While Houston has dabbled in TV, he is now making a concerted move toward film, opening with Nicolas Roeg’s “Puffball,” the director’s first theatrical feature in more than a decade. “It’s very naturalistic,” Houston says. “I am playing a farmer, and it was shot only 20 miles from where I grew up. If there was going to be any film that I could use to relax into this, having done so much theater, this is it, so I was very lucky.”

“Puffball” will be followed by more familiar territory, Shekhar Kapur’s “Elizabeth” sequel, “The Golden Age,” in which Houston stars opposite Cate Blanchett as a Spanish ambassador. “It’s a classical piece,” he explains, “and it’s easy for me to cross over: I’m used to the costumes, the swords, the boots, the beard…!”

But it was still a challenge: “The Spanish accent was very difficult indeed.”

While Houston is not leaving theater behind, film work will ensure that he’ll “certainly go AWOL for a while” adding, “film can be quite theatrical. You can get away with a lot more.”

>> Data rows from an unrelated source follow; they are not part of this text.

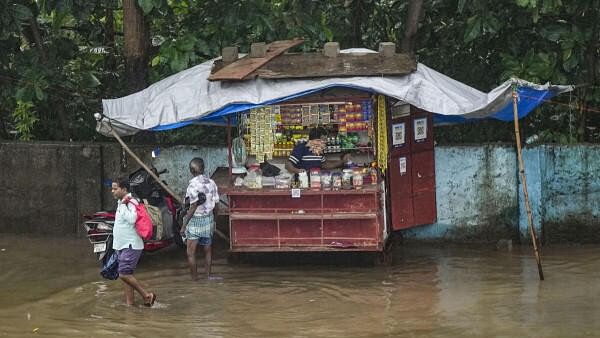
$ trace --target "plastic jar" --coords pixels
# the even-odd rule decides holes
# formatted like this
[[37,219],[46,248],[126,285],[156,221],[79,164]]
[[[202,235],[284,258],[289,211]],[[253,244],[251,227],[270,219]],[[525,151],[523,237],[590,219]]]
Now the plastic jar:
[[354,171],[352,169],[344,169],[342,173],[342,188],[352,189],[352,176]]
[[308,174],[306,171],[302,171],[298,174],[298,181],[300,181],[300,188],[308,188]]
[[354,186],[354,189],[362,189],[362,185],[363,175],[360,170],[355,170],[354,174],[352,175],[352,186]]

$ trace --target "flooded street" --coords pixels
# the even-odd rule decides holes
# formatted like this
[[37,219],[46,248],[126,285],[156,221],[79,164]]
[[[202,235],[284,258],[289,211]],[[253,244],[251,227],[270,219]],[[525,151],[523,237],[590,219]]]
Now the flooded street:
[[[85,238],[0,238],[0,337],[583,337],[600,330],[600,249],[420,248],[392,266],[228,264],[191,282],[183,251],[146,255],[154,308],[124,305]],[[201,257],[201,256],[200,256]],[[200,261],[201,263],[202,261]],[[136,295],[137,296],[137,295]],[[139,302],[139,298],[137,299]]]

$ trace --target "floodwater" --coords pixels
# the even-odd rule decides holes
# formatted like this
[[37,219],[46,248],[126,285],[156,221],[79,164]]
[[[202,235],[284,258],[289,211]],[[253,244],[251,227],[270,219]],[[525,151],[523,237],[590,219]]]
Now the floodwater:
[[220,253],[223,280],[199,282],[172,249],[136,273],[154,308],[124,305],[85,238],[1,235],[0,250],[0,337],[600,335],[597,247],[544,248],[543,282],[528,247],[408,246],[391,266],[228,264]]

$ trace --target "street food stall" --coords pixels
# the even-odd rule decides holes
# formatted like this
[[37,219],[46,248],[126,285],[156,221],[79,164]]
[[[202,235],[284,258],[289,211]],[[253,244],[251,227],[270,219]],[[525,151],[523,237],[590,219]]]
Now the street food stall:
[[[238,115],[249,172],[226,191],[232,251],[383,250],[388,229],[374,98],[360,91],[328,94]],[[352,160],[339,169],[286,172],[285,161],[308,141],[310,128],[323,129],[326,159],[348,153]],[[261,172],[254,163],[280,172]]]
[[[519,117],[570,90],[511,79],[482,93],[390,43],[379,52],[328,44],[323,54],[284,54],[300,42],[253,45],[241,58],[226,48],[223,59],[103,100],[98,131],[226,126],[229,175],[220,190],[231,251],[381,252],[392,231],[436,222],[434,122],[512,120],[514,88],[526,94],[515,103]],[[313,129],[315,156],[341,165],[288,172]]]
[[[382,251],[390,231],[435,222],[431,114],[333,88],[250,109],[236,121],[248,159],[235,162],[249,171],[226,189],[232,251]],[[323,130],[326,160],[351,159],[332,170],[286,172],[294,146],[313,128]],[[265,176],[261,166],[281,172]],[[390,198],[396,203],[388,212]]]

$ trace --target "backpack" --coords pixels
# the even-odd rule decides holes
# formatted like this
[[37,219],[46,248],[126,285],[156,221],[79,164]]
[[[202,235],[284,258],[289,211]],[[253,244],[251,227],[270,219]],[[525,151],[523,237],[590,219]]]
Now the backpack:
[[146,208],[146,212],[148,212],[148,216],[150,216],[152,225],[156,227],[156,230],[154,231],[156,234],[156,239],[162,239],[164,232],[162,211],[159,207],[155,207],[154,205],[148,203],[148,200],[144,200],[144,207]]
[[137,213],[137,218],[135,219],[135,231],[143,240],[152,238],[152,219],[150,218],[148,211],[146,211],[146,207],[135,198],[132,198],[130,201],[135,205],[135,211]]

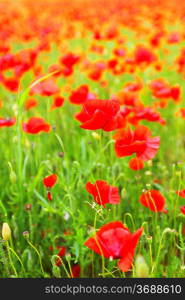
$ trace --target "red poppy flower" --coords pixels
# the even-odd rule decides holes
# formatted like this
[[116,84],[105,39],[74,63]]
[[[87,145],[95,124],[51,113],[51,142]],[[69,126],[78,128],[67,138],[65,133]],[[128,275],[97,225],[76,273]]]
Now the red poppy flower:
[[185,189],[181,191],[177,191],[176,194],[181,198],[185,198]]
[[120,196],[117,187],[110,186],[106,181],[97,180],[95,184],[88,182],[86,184],[86,190],[93,195],[94,201],[99,205],[119,204]]
[[117,61],[117,59],[110,59],[109,61],[108,61],[108,68],[109,69],[114,69],[115,67],[116,67],[116,65],[118,64],[118,61]]
[[41,131],[49,132],[50,129],[50,125],[42,118],[31,117],[27,123],[23,123],[23,130],[30,134],[37,134]]
[[167,42],[169,44],[175,44],[175,43],[179,43],[180,41],[180,34],[178,32],[171,32]]
[[98,232],[85,242],[85,246],[104,256],[119,259],[118,266],[127,272],[134,257],[134,251],[142,234],[143,228],[131,233],[120,221],[103,225]]
[[138,79],[136,82],[127,82],[124,86],[125,92],[137,92],[140,91],[143,87],[141,79]]
[[48,72],[49,72],[49,73],[55,72],[52,76],[58,77],[58,76],[60,76],[61,73],[62,73],[61,66],[59,66],[59,65],[51,65],[51,66],[49,66],[49,68],[48,68]]
[[87,130],[112,131],[125,124],[116,100],[88,100],[82,111],[76,115],[76,119],[82,123],[80,127]]
[[9,78],[4,78],[2,83],[4,86],[11,92],[17,92],[19,88],[19,81],[16,78],[9,77]]
[[65,255],[66,253],[66,247],[57,247],[59,250],[57,256],[59,256],[60,258],[56,259],[56,266],[60,267],[62,264],[61,258]]
[[72,92],[69,100],[73,104],[82,104],[88,99],[89,88],[87,85],[81,85],[75,91]]
[[73,73],[73,68],[72,67],[67,67],[67,66],[63,66],[61,73],[63,76],[68,77]]
[[64,104],[64,98],[57,96],[53,99],[53,104],[51,106],[51,109],[61,107],[63,104]]
[[152,38],[150,39],[150,43],[152,46],[157,47],[160,44],[160,40],[162,38],[162,36],[164,35],[164,32],[159,31],[157,33],[154,34],[154,36],[152,36]]
[[159,78],[153,80],[150,85],[150,89],[152,90],[153,96],[159,99],[163,98],[172,98],[175,102],[180,100],[180,86],[170,86],[168,82],[164,79]]
[[131,91],[130,87],[126,86],[123,90],[119,91],[116,95],[120,105],[137,106],[142,105],[137,91]]
[[72,271],[72,278],[80,277],[80,265],[79,264],[72,266],[71,271]]
[[156,98],[170,98],[171,97],[171,88],[170,87],[164,87],[162,89],[158,89],[153,92],[153,95]]
[[128,118],[128,121],[133,125],[137,125],[140,120],[158,122],[161,125],[166,124],[166,121],[161,118],[160,114],[151,107],[138,106],[133,109],[133,115]]
[[125,49],[114,49],[114,54],[123,57],[125,55]]
[[138,171],[144,168],[144,162],[138,157],[133,157],[129,161],[129,167],[134,171]]
[[73,53],[68,53],[60,59],[60,62],[70,69],[71,67],[73,67],[73,65],[75,65],[79,61],[79,59],[80,57],[78,55]]
[[149,190],[142,193],[139,201],[143,206],[148,207],[151,211],[167,212],[164,208],[166,200],[158,190]]
[[150,130],[144,125],[136,127],[135,131],[128,129],[122,132],[122,138],[116,140],[115,151],[118,157],[136,156],[143,161],[152,159],[159,148],[160,137],[151,138]]
[[181,213],[183,214],[183,215],[185,215],[185,205],[184,206],[181,206]]
[[173,86],[171,88],[171,97],[173,98],[174,101],[179,102],[180,92],[181,91],[180,91],[180,86],[179,85]]
[[51,192],[47,192],[47,198],[49,201],[52,201],[52,195],[51,195]]
[[0,71],[13,68],[16,65],[16,58],[13,54],[7,53],[0,57]]
[[30,90],[30,95],[52,96],[59,91],[59,88],[52,79],[46,79],[33,86]]
[[43,179],[43,184],[47,188],[52,188],[56,184],[57,179],[58,177],[56,174],[49,175]]
[[12,119],[0,118],[0,128],[1,127],[10,127],[10,126],[13,126],[15,123],[16,123],[15,118],[12,118]]
[[29,109],[31,109],[31,108],[37,106],[37,104],[38,104],[37,100],[35,100],[35,99],[33,99],[33,98],[30,98],[30,99],[28,99],[28,100],[25,102],[24,107],[25,107],[26,110],[29,110]]
[[151,50],[143,47],[138,46],[135,50],[135,63],[141,64],[141,63],[147,63],[150,64],[154,60],[156,60],[155,55],[151,52]]
[[98,69],[98,68],[93,68],[90,72],[89,72],[89,78],[91,80],[94,80],[94,81],[98,81],[101,76],[102,76],[102,70],[101,69]]

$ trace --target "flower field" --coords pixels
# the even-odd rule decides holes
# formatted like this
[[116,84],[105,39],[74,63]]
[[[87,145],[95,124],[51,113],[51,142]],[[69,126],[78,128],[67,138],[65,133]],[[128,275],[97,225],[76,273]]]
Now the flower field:
[[185,3],[0,1],[0,277],[183,278]]

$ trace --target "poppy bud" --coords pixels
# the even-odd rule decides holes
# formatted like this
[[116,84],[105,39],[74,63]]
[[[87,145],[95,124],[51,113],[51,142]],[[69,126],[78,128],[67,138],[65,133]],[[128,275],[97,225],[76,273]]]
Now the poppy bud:
[[152,175],[152,172],[151,172],[151,171],[146,171],[146,172],[145,172],[145,175],[146,175],[146,176],[151,176],[151,175]]
[[25,239],[29,239],[29,231],[24,231],[22,235]]
[[25,208],[26,211],[30,211],[32,209],[32,204],[27,203],[27,204],[25,204],[24,208]]
[[50,193],[50,192],[47,192],[47,198],[48,198],[48,200],[49,200],[49,201],[51,201],[51,200],[52,200],[52,195],[51,195],[51,193]]
[[92,137],[95,139],[95,140],[100,140],[101,139],[101,136],[98,134],[98,133],[96,133],[96,132],[92,132]]
[[58,156],[63,158],[64,157],[64,152],[58,152]]
[[136,277],[147,278],[149,275],[148,265],[142,255],[138,255],[135,261]]
[[54,275],[56,278],[60,278],[60,277],[61,277],[60,269],[59,269],[59,267],[58,267],[57,265],[54,265],[54,266],[53,266],[52,272],[53,272],[53,275]]
[[70,260],[71,260],[71,254],[70,254],[70,253],[67,253],[67,254],[66,254],[66,260],[67,260],[67,261],[70,261]]
[[11,229],[10,229],[8,223],[3,223],[2,237],[3,237],[3,240],[5,240],[5,241],[8,241],[11,237]]
[[148,160],[148,161],[147,161],[147,166],[148,166],[148,167],[152,167],[152,160]]
[[55,183],[57,182],[57,178],[58,177],[56,174],[51,174],[43,179],[43,184],[47,188],[52,188],[55,185]]

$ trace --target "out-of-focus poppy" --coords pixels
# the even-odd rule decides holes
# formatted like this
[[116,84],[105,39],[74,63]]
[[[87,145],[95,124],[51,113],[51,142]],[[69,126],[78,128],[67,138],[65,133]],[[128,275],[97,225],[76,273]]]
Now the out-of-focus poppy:
[[184,206],[181,206],[180,210],[181,210],[181,213],[182,213],[183,215],[185,215],[185,205],[184,205]]
[[156,98],[172,98],[175,102],[179,102],[180,100],[180,86],[170,86],[169,83],[163,78],[159,78],[150,82],[149,88],[152,90],[152,94]]
[[11,92],[17,92],[19,88],[19,81],[14,77],[4,78],[2,81],[4,86]]
[[83,104],[88,99],[89,88],[87,85],[79,86],[75,91],[72,91],[69,100],[73,104]]
[[147,49],[144,46],[138,46],[135,50],[134,59],[136,64],[150,64],[156,60],[156,56],[150,49]]
[[59,91],[59,88],[52,79],[46,79],[33,86],[30,90],[30,95],[52,96]]
[[37,102],[36,99],[34,99],[34,98],[29,98],[29,99],[25,102],[24,107],[25,107],[26,110],[30,110],[31,108],[37,106],[37,104],[38,104],[38,102]]
[[181,198],[185,198],[185,189],[183,189],[181,191],[176,191],[176,194]]
[[165,125],[166,121],[161,118],[160,114],[151,107],[136,106],[132,109],[131,116],[128,117],[129,123],[137,125],[139,121],[146,120],[149,122],[158,122]]
[[58,176],[56,174],[51,174],[43,179],[43,184],[47,188],[52,188],[57,182]]
[[23,123],[23,130],[29,134],[37,134],[41,131],[49,132],[50,125],[42,118],[31,117],[27,123]]
[[67,68],[72,68],[79,61],[80,57],[74,53],[67,53],[61,57],[60,62]]
[[4,119],[4,118],[0,118],[0,128],[1,127],[11,127],[16,123],[16,119],[12,118],[12,119]]
[[80,265],[79,264],[73,265],[71,267],[71,271],[72,271],[72,278],[80,277]]
[[56,259],[55,264],[56,264],[57,267],[60,267],[61,264],[62,264],[61,259],[66,254],[66,247],[62,246],[62,247],[57,247],[57,248],[59,248],[59,252],[57,253],[57,256],[59,256],[60,258]]
[[179,43],[180,42],[180,34],[179,32],[171,32],[167,42],[169,44],[175,44],[175,43]]
[[65,101],[65,99],[63,97],[56,96],[53,99],[53,103],[51,105],[51,109],[53,110],[53,109],[61,107],[64,104],[64,101]]
[[129,161],[129,167],[134,171],[138,171],[144,168],[144,162],[138,157],[133,157]]

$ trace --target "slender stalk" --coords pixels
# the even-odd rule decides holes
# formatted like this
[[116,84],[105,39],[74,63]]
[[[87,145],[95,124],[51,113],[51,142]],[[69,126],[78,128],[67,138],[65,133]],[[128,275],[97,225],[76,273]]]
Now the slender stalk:
[[14,266],[14,263],[13,263],[13,260],[12,260],[11,254],[10,254],[10,247],[9,247],[9,242],[8,241],[6,241],[6,249],[7,249],[8,259],[9,259],[10,265],[12,267],[12,270],[13,270],[15,276],[18,277],[18,273],[16,271],[16,268]]
[[40,255],[39,251],[38,251],[37,248],[30,242],[30,240],[28,239],[28,237],[26,238],[26,240],[27,240],[27,243],[30,245],[30,247],[32,247],[33,250],[37,253],[38,258],[39,258],[40,268],[41,268],[41,271],[42,271],[42,275],[45,277],[45,272],[44,272],[44,269],[43,269],[42,259],[41,259],[41,255]]

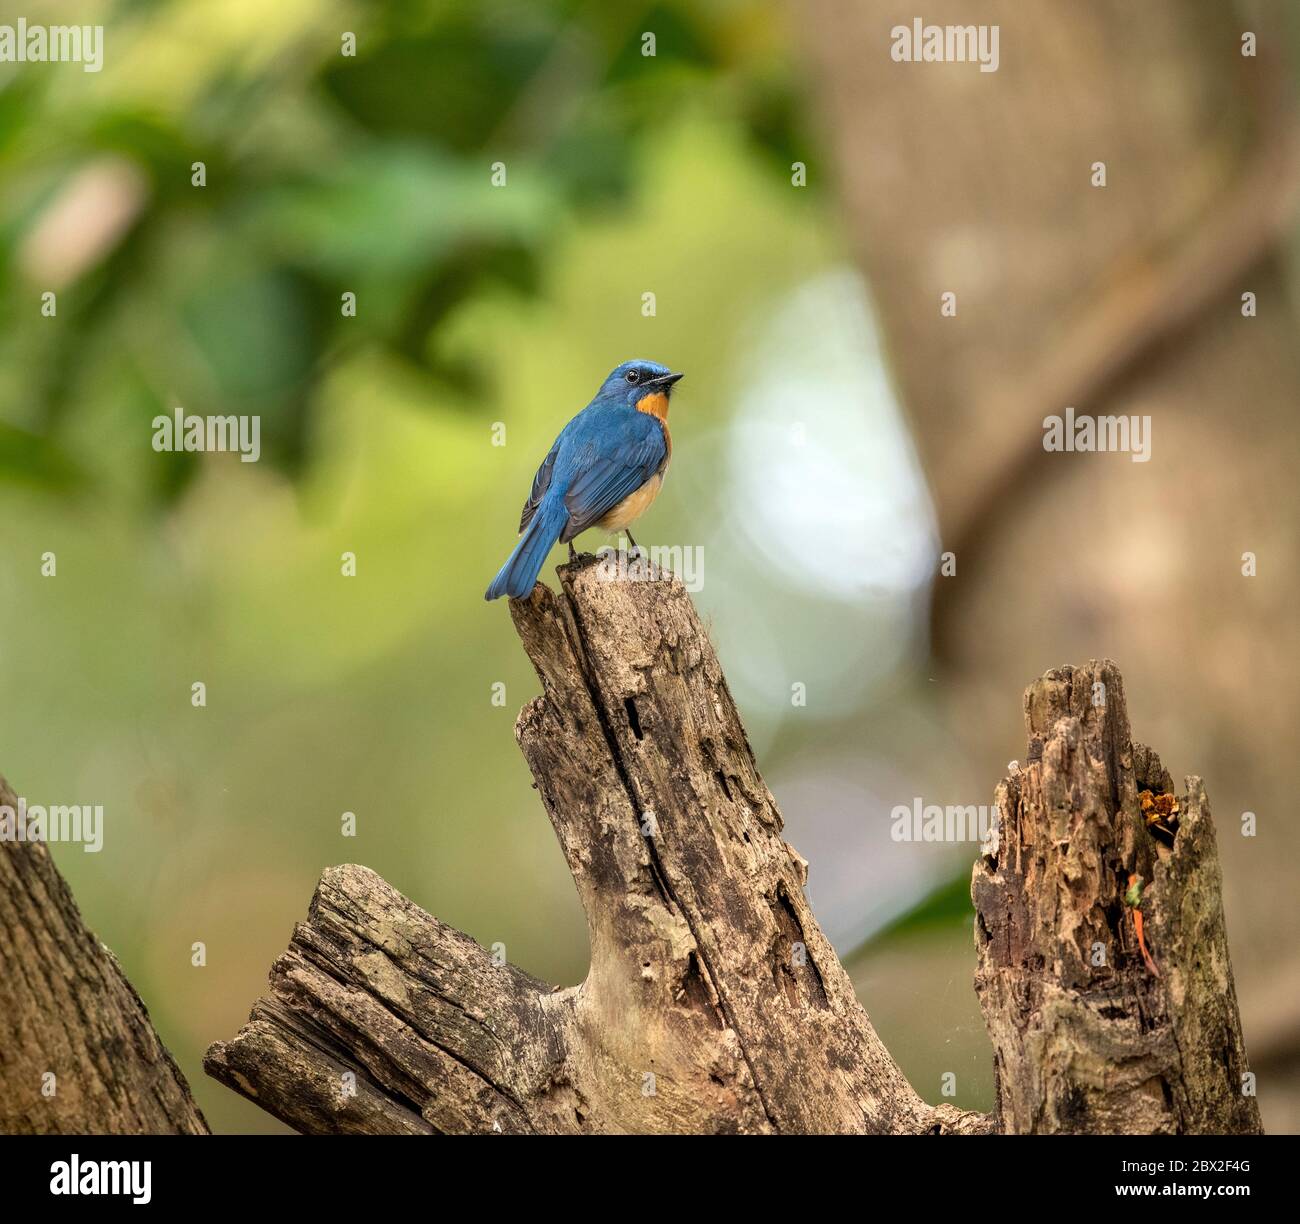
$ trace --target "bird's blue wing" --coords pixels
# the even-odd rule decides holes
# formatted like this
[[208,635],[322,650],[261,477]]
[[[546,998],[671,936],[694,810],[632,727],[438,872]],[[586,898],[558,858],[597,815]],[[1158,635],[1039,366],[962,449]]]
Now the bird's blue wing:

For his future screen endeavors, he’ll abide by one rule: “The important thing is to be prepared and not be too specific with my choices because one could be disappointed. If the story grabs me, then I’ll go hell for leather.”

Claim to fame: “Playing Prince Hal and King Henry for the RSC. That was a year and a half being in character 24 hours a day. It took me about a year to come out of character.”

Career mantra: “Go like blazes — because life is short.”

Role model: “My real hero is Christopher Walken.”

What’s next: “I’ve got some plays planned — there’s the possibility of playing Hamlet and Shakespeare himself.”